Parliament’s Budget session for 2004-05 had set an unbecoming precedent: 100% of the Budget of Rs 4.8 trillion was passed without discussion, using the guillotine, a parliamentary procedure to fast-track lawmaking. This was repeated in the 2013-14 Budget session, and then again in the 2018-19 Budget session. In 2019, of Budget heads totalling Rs 27.86 trillion, 80% (worth Rs 22.28 trillion) were guillotined.
Each year, the Lok Sabha Business Advisory Committee, which includes leaders of various parties, takes up five of the 52 ministries for discussion. The remaining are voted upon on the last day of the Budget session without discussion, or guillotined.
Furthermore, additional funds required by the government, called “supplementary demands for grants”, are never scrutinised by any parliamentary standing committees, as Bills and demands for grants in the annual budget are.

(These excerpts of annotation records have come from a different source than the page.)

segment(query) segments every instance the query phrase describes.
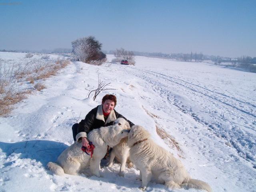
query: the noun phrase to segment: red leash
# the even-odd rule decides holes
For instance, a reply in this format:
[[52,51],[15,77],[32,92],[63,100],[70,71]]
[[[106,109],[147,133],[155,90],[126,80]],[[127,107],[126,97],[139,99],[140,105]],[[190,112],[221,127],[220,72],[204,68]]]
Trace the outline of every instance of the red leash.
[[84,146],[82,146],[81,150],[85,153],[88,155],[91,156],[91,158],[92,158],[92,154],[93,154],[93,150],[95,148],[95,146],[93,144],[92,142],[89,142],[89,146],[88,147],[85,147]]

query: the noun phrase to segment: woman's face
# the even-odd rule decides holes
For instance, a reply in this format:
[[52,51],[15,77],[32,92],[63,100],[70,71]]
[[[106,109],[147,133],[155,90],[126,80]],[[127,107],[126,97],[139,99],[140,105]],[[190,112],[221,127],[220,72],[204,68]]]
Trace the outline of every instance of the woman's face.
[[110,113],[115,107],[115,103],[112,100],[107,99],[105,102],[102,103],[103,110],[105,113]]

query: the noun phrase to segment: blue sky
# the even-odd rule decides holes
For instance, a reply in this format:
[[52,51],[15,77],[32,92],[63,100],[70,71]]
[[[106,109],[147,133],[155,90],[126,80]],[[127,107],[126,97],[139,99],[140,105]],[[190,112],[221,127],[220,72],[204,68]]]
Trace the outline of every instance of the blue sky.
[[256,56],[256,0],[0,0],[0,49],[70,48]]

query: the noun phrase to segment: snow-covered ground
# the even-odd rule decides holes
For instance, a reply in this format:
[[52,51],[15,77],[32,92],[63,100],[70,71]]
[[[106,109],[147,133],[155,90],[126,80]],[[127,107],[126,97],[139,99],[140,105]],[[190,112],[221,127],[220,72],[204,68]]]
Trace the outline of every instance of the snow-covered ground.
[[[24,54],[0,57],[18,55]],[[45,81],[47,88],[0,118],[0,191],[140,191],[138,171],[126,168],[120,177],[117,164],[103,167],[101,178],[60,177],[45,168],[73,143],[72,124],[107,93],[117,96],[118,112],[148,130],[192,178],[214,191],[256,191],[256,74],[205,63],[142,56],[136,61],[135,66],[72,63]],[[98,72],[116,90],[93,101],[86,95],[98,85]],[[162,139],[156,127],[177,143]],[[198,191],[152,182],[147,191]]]

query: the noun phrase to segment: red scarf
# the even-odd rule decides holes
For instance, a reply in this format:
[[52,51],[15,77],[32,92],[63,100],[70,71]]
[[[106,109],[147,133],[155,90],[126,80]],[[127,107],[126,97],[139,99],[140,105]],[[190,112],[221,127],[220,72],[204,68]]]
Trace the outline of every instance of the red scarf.
[[105,112],[104,111],[104,110],[103,110],[103,109],[102,109],[102,111],[103,112],[103,115],[105,117],[107,117],[108,116],[108,115],[109,115],[109,114],[110,113],[110,112],[108,113],[105,113]]

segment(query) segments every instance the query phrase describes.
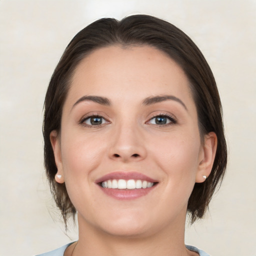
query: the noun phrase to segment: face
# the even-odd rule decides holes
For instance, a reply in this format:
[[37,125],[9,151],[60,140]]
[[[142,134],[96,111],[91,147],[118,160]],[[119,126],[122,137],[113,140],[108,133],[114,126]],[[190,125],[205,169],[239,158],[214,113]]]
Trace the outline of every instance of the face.
[[173,228],[210,171],[187,78],[150,46],[108,47],[83,60],[50,138],[80,228],[146,236]]

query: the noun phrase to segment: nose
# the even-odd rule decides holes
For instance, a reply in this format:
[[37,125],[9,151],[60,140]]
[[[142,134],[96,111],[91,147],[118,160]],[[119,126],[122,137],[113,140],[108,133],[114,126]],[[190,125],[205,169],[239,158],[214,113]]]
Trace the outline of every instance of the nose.
[[146,157],[144,136],[135,126],[120,126],[112,137],[109,149],[109,157],[112,159],[129,162],[140,161]]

These demands are only analysed ex-post facto by the Public Accounts Committee (PAC), which consists of selected members of Parliament who scrutinise audit reports by the Comptroller and Auditor General of India (CAG).
“Parliament does not spend enough time discussing demands for grants, and the situation is worse in state legislatures,” said Avani Kapur, director, Accountability Initiative, a research organisation based in Delhi. “Limited discussion, lack of research support for the MPs is a problem.”